The failure to control market forces and, indeed, the encouragement of their creeping inroads into Medicare has left federal policy makers only one recourse in controlling costs: sticking it to the patients by cutting the program itself, thereby weakening its effectiveness and legitimizing calls for further privatization. The Budget Control Act of 2011 made across-the-board austerity cuts to Medicare, and the Obama administration’s new budget proposal for 2015 calls for another $400 billion in Medicare and Medicaid reductions over the next decade.

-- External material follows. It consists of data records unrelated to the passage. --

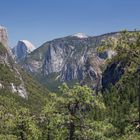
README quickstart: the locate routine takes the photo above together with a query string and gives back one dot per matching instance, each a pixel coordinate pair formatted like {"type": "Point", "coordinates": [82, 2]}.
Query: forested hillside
{"type": "Point", "coordinates": [78, 113]}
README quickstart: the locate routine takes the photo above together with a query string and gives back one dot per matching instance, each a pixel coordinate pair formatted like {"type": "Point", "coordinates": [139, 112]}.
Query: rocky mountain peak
{"type": "Point", "coordinates": [22, 49]}
{"type": "Point", "coordinates": [3, 36]}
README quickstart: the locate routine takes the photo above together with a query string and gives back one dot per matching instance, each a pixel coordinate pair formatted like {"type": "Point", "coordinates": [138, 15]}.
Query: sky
{"type": "Point", "coordinates": [42, 20]}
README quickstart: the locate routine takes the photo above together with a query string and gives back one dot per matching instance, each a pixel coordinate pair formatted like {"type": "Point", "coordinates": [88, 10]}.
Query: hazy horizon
{"type": "Point", "coordinates": [44, 20]}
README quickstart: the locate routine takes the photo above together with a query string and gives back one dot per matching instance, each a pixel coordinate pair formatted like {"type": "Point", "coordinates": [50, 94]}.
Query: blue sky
{"type": "Point", "coordinates": [41, 20]}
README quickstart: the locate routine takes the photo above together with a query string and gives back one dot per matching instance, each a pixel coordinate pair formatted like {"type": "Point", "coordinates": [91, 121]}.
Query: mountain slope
{"type": "Point", "coordinates": [15, 83]}
{"type": "Point", "coordinates": [22, 49]}
{"type": "Point", "coordinates": [70, 59]}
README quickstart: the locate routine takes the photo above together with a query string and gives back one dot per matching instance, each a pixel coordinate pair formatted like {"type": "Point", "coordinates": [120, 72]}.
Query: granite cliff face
{"type": "Point", "coordinates": [22, 49]}
{"type": "Point", "coordinates": [10, 77]}
{"type": "Point", "coordinates": [72, 58]}
{"type": "Point", "coordinates": [3, 36]}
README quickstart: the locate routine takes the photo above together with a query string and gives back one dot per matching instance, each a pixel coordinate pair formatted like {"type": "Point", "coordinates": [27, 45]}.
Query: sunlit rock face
{"type": "Point", "coordinates": [22, 49]}
{"type": "Point", "coordinates": [70, 58]}
{"type": "Point", "coordinates": [9, 68]}
{"type": "Point", "coordinates": [3, 36]}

The president has tentatively introduced such counterproductive proposals as a co-pay for new Medicare beneficiaries getting home health-care services, a premium surcharge on those buying overly “generous” Medigap policies, and reduced Medicare support for teaching hospitals and small, rural hospitals or nursing homes caring for the disabled. Worst of all, perhaps, is the White House acceptance of the old skin-in-the-game argument (shades of Jonathan Gruber and the ACA Cadillac tax), with its misleading claim that good supplemental Medicare insurance “reduces the incentive for people to consider the cost of health care.”

In other words, if we make it more out-of-pocket expensive to see the doctor, maybe the public won’t use the system as much, thereby saving Medicare dollars. Sounds like an idea Jeb Bush and Paul Ryan could endorse.

Wayne O’Leary is a writer in Orono, Maine, specializing in political economy. He holds a doctorate in American history and is the author of two prizewinning books.